A main learning objective is to immerse students in a project-based learning experience that integrates practical skills with a scientific mindset and engineering design approach. You are expected to work individually or in a group of two or three to develop a research question or industry-oriented problem, and use python tools to process data to provide useful information and solutions that support decisions. The project objectives are to help you to build a deeper understanding of different Python libraries and their applications in water resources and environmental data analysis, while promoting independent learning and critical thinking skills. By achieving these objectives, you will be well-equipped to leverage Python for in-depth analysis of environmental data across various domains. The instructor will be available to provide guidance and support. In addition, you will share your discoveries with the class through a presentation. A rubric for class presentation will be posted on Canvas. Attending all presentations and providing peer-assessment using the peer-assessment form that will be posted on canvas consist part of your project grade. Due dates for project abstract, interim report, and final report will be posted on Canvas. If you have a group of two or three students, a peer-assessment rubric will be posted on Canvas. The project will be graded according to the following schedule
Project assessment plan
As of fall 2015, all faculty members are required to use Canvas to confirm a student’s attendance for each course by the end of the first week of classes. Failure to do so will result in a delay in the disbursement of your financial aid. The confirmation of attendance is required for all students, not only those receiving financial aid.

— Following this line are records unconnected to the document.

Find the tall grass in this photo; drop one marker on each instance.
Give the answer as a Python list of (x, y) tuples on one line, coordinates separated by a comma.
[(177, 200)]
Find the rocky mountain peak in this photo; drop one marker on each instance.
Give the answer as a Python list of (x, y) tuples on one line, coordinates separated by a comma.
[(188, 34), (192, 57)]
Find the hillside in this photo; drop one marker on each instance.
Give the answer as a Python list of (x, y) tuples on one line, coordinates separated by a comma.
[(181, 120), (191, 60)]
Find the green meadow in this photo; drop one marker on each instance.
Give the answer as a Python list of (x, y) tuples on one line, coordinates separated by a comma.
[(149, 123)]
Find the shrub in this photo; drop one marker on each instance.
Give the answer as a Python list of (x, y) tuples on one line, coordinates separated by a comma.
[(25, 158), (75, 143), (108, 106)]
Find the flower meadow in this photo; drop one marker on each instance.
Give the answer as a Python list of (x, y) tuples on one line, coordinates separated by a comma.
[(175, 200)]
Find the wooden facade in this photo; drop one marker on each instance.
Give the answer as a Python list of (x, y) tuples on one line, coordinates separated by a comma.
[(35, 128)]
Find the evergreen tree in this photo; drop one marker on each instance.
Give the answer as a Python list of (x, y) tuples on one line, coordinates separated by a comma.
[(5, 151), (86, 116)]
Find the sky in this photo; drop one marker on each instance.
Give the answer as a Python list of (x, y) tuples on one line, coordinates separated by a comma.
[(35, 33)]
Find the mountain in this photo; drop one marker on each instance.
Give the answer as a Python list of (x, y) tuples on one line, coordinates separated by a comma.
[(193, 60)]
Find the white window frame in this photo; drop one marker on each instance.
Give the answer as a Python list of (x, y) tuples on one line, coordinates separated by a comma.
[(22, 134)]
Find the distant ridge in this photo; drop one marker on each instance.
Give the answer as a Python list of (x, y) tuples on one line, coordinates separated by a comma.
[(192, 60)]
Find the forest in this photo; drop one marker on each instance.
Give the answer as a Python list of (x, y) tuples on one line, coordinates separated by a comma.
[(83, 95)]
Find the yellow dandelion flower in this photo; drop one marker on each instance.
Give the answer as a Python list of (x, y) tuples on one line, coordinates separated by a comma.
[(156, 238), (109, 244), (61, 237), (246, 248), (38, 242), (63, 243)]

Large language models (LLMs) such as ChatGPT, Gimini, Claude, and DeepL should not be used in assignments and exams when indicated by the text “LLM Not Permitted”. Students must cite the used LLM tool, and failing to do so will be considered academic dishonesty. Check FGCU Generative AI policy for more details.
FGCU has a set of central policies related to student recording class sessions, academic integrity and grievances, student accessibility services, academic disruption, generative AI, and religious observances that apply to all courses at FGCU. Be sure to review these online
We’re here to help students, faculty, and staff become more confident writers. To this end, we offer a variety of free services including one-on-one sessions with expert writing consultants, on-demand presentations on a range of writing-related topics and a broad selection of handouts developed specifically for the needs of the FGCU community. https://www.fgcu.edu/academics/caa/writinglab/
HiPerGator AI: Access the fastest artificial intelligence supercomputer in higher education. FGCU is partnered with the University of Florida to provide faculty and students with unparalleled computing power. The possibilities are endless when applied to instruction, research, and course development. Please contact the University Help Desk to learn more.
Except for changes that substantially affect implementation of the evaluation (grading) statement, this syllabus is a guide for the course and is subject to change with advance notice.